Citigroup Inc. will acquire the banking operations of Wachovia Corp, the troubled Charlotte, N.C.-based bank, reports Marketwatch, quoting the press release from the Federal Deposit Insurance Corp. Citi will acquire “the bulk of Wachovia’s assets and liabilities,” the FDIC statement said.
Under the agreement, Citigroup will absorb up to $42 billion of losses on a $312 billion pool of loans, while the FDIC will take losses beyond that. Citigroup has granted the FDIC $12 billion in preferred stock and warrants to compensate the FDIC for bearing the risk, according to the press release. Wachovia shares were down more than 80% in premarket trading Monday morning.
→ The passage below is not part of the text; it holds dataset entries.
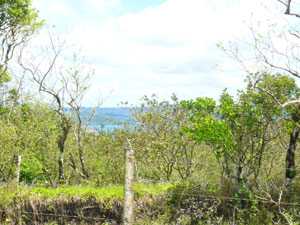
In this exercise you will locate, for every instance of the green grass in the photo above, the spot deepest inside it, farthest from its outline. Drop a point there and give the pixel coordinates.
(103, 193)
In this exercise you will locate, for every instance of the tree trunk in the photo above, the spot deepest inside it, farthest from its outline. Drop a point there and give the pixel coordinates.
(61, 145)
(19, 168)
(290, 156)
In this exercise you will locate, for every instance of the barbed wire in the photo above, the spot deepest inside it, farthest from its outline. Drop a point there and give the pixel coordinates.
(216, 197)
(64, 215)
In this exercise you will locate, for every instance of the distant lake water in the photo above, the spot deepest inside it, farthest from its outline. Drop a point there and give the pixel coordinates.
(106, 128)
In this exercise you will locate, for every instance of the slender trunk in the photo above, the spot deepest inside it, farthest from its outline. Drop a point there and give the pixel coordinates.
(61, 145)
(19, 168)
(238, 172)
(290, 156)
(81, 158)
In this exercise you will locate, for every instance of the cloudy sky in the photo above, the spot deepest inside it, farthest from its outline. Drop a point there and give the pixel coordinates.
(141, 47)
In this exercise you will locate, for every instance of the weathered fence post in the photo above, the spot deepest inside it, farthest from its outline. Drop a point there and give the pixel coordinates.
(128, 216)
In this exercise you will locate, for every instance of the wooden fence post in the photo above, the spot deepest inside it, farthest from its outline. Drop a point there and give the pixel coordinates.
(128, 216)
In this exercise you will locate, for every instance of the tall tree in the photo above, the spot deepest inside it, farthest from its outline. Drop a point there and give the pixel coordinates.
(270, 91)
(18, 23)
(235, 130)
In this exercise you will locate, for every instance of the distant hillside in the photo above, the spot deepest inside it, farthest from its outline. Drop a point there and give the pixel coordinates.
(103, 115)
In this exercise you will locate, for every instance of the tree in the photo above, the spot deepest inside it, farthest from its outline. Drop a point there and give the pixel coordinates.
(66, 87)
(279, 88)
(160, 145)
(18, 23)
(236, 131)
(275, 50)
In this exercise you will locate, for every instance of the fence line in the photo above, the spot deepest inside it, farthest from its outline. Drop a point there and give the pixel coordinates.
(63, 215)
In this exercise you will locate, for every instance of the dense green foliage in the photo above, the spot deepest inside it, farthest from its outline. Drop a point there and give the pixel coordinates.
(228, 161)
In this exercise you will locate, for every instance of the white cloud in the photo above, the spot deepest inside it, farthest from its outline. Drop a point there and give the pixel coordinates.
(170, 48)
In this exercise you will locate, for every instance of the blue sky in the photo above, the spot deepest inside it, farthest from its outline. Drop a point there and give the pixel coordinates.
(144, 47)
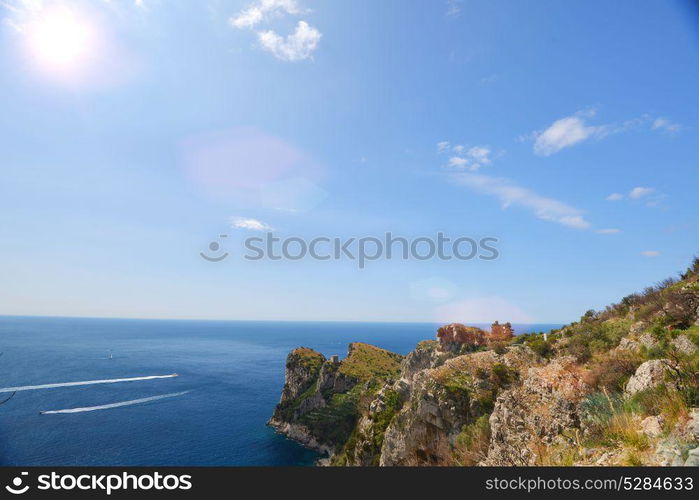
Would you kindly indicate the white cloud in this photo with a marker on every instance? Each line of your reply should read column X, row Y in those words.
column 576, row 221
column 665, row 125
column 456, row 161
column 481, row 310
column 473, row 159
column 262, row 10
column 509, row 193
column 247, row 223
column 572, row 130
column 564, row 133
column 295, row 47
column 640, row 192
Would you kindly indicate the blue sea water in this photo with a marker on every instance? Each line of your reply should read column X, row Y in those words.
column 233, row 372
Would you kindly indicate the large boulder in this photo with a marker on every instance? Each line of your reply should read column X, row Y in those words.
column 529, row 418
column 648, row 376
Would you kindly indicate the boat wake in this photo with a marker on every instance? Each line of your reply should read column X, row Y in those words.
column 85, row 382
column 116, row 405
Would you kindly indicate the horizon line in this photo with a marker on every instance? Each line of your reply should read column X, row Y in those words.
column 130, row 318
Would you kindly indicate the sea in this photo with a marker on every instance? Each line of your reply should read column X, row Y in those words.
column 123, row 392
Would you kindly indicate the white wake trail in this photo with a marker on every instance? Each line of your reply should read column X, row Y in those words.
column 85, row 382
column 115, row 405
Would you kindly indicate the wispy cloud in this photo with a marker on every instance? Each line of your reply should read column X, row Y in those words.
column 571, row 130
column 640, row 192
column 262, row 11
column 665, row 125
column 442, row 146
column 481, row 310
column 511, row 194
column 249, row 223
column 471, row 159
column 296, row 46
column 565, row 133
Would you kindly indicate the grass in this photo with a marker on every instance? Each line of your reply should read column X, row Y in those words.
column 308, row 358
column 366, row 362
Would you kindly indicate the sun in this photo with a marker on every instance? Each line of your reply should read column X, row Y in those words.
column 60, row 39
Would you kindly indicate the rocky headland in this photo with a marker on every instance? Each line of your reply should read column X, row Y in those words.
column 618, row 387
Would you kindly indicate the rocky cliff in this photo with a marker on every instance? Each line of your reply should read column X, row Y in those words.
column 620, row 386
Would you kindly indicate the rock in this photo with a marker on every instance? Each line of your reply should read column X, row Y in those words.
column 536, row 414
column 443, row 399
column 649, row 375
column 652, row 426
column 648, row 341
column 692, row 458
column 669, row 452
column 692, row 427
column 684, row 345
column 320, row 402
column 638, row 327
column 628, row 344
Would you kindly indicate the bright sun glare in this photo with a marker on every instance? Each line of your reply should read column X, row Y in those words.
column 60, row 39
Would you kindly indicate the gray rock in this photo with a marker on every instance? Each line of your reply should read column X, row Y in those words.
column 652, row 426
column 693, row 458
column 684, row 345
column 693, row 423
column 669, row 452
column 649, row 375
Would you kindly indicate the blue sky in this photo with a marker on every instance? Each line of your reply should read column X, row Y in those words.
column 134, row 133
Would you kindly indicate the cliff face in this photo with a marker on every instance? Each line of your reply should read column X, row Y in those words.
column 322, row 399
column 619, row 387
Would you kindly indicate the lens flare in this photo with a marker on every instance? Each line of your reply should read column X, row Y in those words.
column 60, row 39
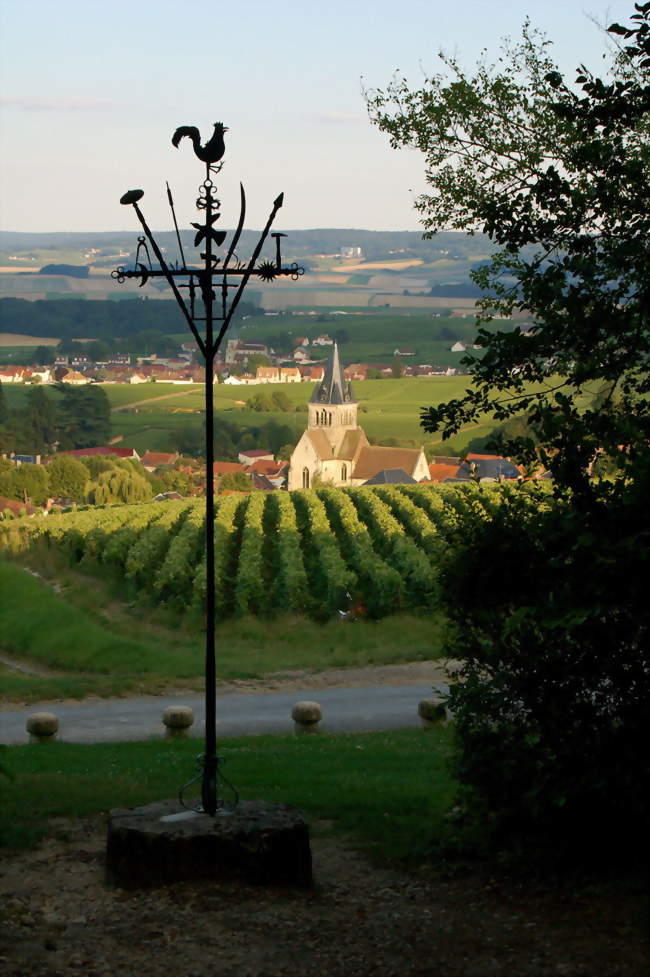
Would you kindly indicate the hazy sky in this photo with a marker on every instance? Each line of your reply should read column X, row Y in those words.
column 91, row 93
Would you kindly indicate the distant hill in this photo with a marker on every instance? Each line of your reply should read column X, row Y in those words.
column 374, row 244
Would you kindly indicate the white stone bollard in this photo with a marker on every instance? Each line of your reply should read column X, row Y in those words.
column 178, row 720
column 42, row 727
column 306, row 716
column 432, row 712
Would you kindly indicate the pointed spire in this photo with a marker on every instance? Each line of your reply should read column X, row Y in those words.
column 334, row 388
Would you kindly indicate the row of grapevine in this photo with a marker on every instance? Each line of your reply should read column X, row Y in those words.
column 150, row 549
column 331, row 578
column 173, row 582
column 382, row 588
column 395, row 546
column 413, row 519
column 291, row 586
column 300, row 552
column 251, row 592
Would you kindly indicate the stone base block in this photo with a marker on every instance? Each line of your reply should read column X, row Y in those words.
column 161, row 843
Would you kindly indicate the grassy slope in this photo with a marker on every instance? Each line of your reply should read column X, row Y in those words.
column 391, row 789
column 390, row 409
column 88, row 643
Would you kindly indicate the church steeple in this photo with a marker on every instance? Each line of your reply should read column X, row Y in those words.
column 334, row 388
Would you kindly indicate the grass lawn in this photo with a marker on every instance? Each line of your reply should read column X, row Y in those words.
column 83, row 641
column 392, row 790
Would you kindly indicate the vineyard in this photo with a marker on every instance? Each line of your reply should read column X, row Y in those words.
column 301, row 552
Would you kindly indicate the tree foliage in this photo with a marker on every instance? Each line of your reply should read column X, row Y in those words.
column 549, row 604
column 558, row 176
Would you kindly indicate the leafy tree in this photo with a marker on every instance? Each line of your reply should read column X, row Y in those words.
column 235, row 482
column 67, row 478
column 549, row 603
column 118, row 485
column 25, row 480
column 260, row 402
column 558, row 177
column 40, row 420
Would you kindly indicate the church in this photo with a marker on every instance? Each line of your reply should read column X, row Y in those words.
column 334, row 450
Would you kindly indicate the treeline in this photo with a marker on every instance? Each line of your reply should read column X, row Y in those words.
column 97, row 480
column 231, row 438
column 89, row 319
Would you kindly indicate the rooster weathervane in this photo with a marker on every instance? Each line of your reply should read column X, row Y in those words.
column 208, row 316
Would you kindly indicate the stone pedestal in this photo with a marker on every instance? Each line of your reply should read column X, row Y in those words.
column 161, row 843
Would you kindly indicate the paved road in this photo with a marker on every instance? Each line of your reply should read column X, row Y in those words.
column 111, row 720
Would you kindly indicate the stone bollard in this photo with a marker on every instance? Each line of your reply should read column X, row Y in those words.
column 178, row 720
column 42, row 727
column 432, row 712
column 306, row 716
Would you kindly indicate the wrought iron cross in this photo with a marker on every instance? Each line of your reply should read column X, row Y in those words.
column 202, row 309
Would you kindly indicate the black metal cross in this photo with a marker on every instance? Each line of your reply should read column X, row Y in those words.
column 232, row 274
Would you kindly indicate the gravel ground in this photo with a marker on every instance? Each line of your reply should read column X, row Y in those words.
column 59, row 919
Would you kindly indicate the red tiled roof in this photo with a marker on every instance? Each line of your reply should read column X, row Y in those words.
column 268, row 468
column 255, row 453
column 103, row 450
column 475, row 457
column 440, row 472
column 227, row 467
column 374, row 458
column 157, row 458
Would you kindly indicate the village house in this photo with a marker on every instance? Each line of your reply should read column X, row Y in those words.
column 334, row 449
column 62, row 374
column 313, row 373
column 156, row 459
column 101, row 450
column 255, row 454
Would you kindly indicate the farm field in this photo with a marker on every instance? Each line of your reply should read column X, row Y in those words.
column 68, row 633
column 389, row 411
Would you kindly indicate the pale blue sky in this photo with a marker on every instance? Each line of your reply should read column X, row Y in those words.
column 91, row 93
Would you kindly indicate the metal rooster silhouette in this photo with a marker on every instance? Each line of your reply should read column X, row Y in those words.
column 213, row 149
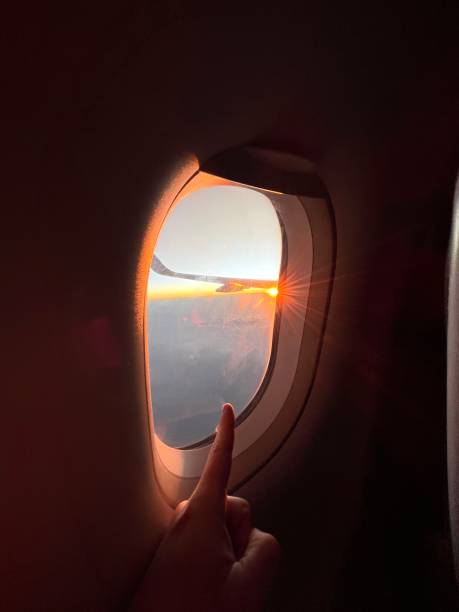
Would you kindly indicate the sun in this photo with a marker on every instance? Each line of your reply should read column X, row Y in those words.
column 273, row 291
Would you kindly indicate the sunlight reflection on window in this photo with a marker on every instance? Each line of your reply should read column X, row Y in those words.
column 212, row 295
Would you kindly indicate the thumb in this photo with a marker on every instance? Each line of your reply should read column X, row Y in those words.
column 260, row 561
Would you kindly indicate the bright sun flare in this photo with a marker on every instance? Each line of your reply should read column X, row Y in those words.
column 273, row 291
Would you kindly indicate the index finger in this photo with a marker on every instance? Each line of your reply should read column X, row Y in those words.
column 210, row 491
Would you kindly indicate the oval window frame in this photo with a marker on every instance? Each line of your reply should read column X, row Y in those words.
column 177, row 470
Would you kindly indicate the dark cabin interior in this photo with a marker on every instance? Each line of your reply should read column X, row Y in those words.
column 103, row 107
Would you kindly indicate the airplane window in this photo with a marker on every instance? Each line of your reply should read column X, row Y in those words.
column 212, row 308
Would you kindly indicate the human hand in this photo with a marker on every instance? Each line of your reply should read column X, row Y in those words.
column 211, row 559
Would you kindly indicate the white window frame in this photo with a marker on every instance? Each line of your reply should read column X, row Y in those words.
column 305, row 213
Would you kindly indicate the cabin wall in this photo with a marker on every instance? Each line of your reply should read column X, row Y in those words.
column 111, row 109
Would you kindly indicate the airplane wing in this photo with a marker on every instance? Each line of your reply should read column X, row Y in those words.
column 229, row 284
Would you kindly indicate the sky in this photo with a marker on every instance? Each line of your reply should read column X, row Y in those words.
column 222, row 230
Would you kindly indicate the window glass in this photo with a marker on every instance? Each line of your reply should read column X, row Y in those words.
column 212, row 294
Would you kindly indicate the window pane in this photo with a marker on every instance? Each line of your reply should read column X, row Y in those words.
column 211, row 308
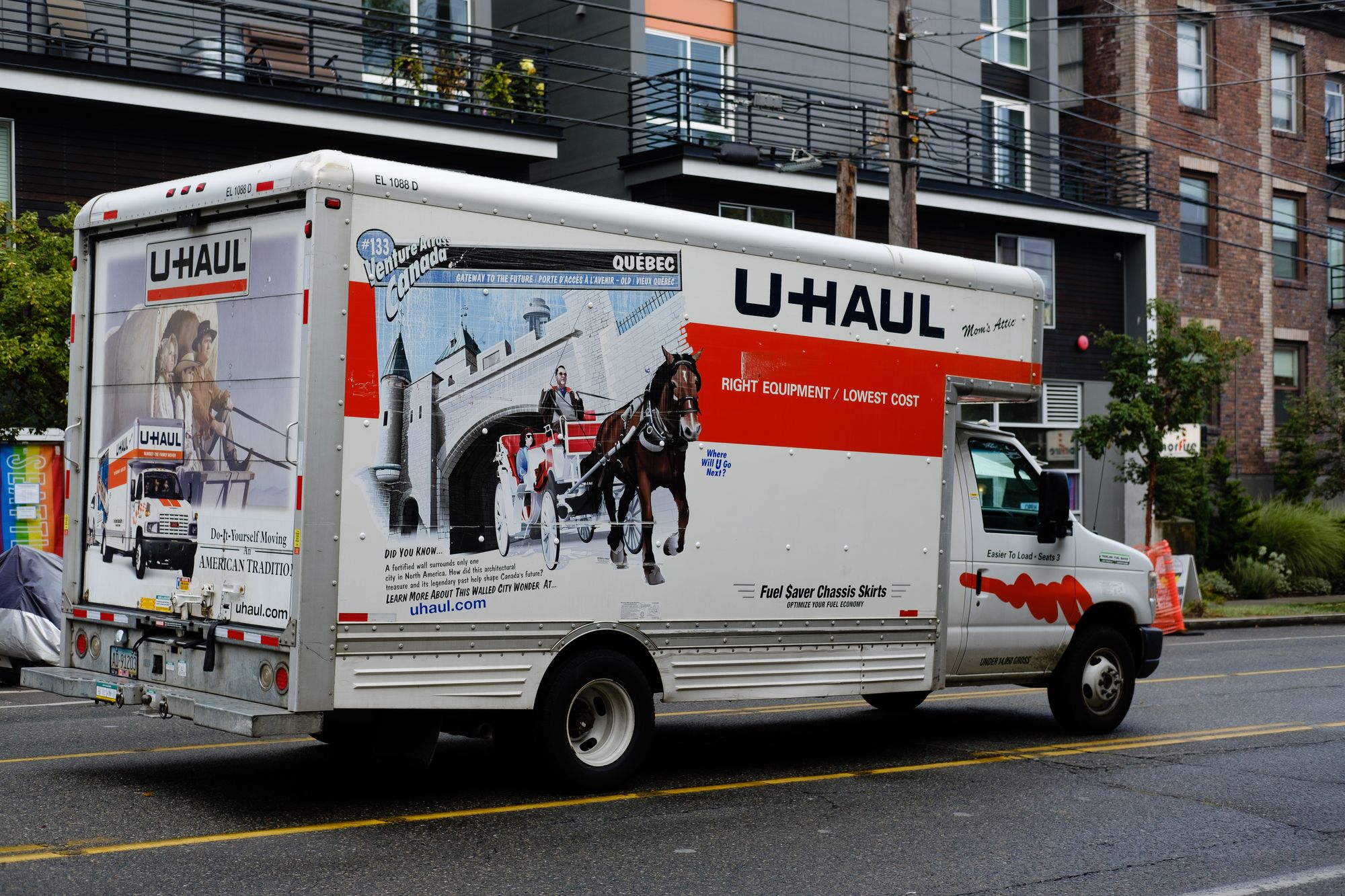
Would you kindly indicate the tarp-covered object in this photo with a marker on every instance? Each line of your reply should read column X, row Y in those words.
column 30, row 606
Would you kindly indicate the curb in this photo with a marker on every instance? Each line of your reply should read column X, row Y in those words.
column 1258, row 622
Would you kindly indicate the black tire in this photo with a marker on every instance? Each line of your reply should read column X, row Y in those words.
column 1093, row 686
column 900, row 701
column 138, row 556
column 595, row 721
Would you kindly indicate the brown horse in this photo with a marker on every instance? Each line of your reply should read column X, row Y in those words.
column 648, row 442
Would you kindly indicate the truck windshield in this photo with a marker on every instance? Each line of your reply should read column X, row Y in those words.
column 162, row 485
column 1008, row 486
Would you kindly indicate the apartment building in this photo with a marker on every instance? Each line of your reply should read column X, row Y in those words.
column 743, row 110
column 1243, row 110
column 108, row 95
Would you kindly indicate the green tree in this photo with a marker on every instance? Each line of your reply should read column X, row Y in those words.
column 34, row 321
column 1157, row 384
column 1313, row 442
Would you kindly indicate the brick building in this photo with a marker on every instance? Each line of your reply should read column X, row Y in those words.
column 1245, row 115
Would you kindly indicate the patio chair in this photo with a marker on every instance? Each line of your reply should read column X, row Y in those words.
column 68, row 30
column 280, row 56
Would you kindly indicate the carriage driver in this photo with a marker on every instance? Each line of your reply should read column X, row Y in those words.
column 559, row 401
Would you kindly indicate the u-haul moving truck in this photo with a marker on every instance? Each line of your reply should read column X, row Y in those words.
column 524, row 458
column 147, row 513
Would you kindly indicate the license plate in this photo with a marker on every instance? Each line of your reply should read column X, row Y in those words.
column 124, row 662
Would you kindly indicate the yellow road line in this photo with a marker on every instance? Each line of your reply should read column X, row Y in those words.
column 155, row 749
column 1061, row 749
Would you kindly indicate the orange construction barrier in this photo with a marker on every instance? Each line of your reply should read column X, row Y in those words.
column 1168, row 616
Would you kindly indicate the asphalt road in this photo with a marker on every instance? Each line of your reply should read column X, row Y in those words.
column 1229, row 776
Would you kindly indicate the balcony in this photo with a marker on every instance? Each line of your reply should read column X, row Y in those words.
column 332, row 57
column 980, row 154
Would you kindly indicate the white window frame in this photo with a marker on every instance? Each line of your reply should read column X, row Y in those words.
column 999, row 28
column 727, row 50
column 1202, row 68
column 751, row 208
column 1051, row 300
column 1296, row 57
column 1000, row 154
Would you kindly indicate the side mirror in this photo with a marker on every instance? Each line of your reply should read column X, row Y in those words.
column 1054, row 521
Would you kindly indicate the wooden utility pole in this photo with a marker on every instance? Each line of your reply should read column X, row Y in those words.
column 902, row 130
column 845, row 198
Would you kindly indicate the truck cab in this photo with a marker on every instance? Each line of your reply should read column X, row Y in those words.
column 1030, row 581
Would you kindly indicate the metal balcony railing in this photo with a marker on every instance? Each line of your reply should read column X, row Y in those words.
column 1336, row 142
column 695, row 108
column 336, row 49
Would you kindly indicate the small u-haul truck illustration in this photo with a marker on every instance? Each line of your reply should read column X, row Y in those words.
column 520, row 460
column 146, row 513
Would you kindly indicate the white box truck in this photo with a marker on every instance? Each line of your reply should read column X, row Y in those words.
column 521, row 459
column 142, row 509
This deal further concentrates power within the US banking industry in the hands of a few leaders like Bank of America, JPMorgan Chase and Citigroup who would control more than 30 percent of the industry’s deposits. Making certain value picks amidst this carnage, these banks have consolidated their position to an extent that they have an unrivalled power to set prices for their loans and services.
Wachovia has been operating in India for 12 years. The acquisition of the correspondent banking business of Union Bank of California in 2005, further enhanced Wachovia’s presence in India.
The bank opened two new offices in 2006, and operates through its offices in Chennai, New Delhi and Mumbai.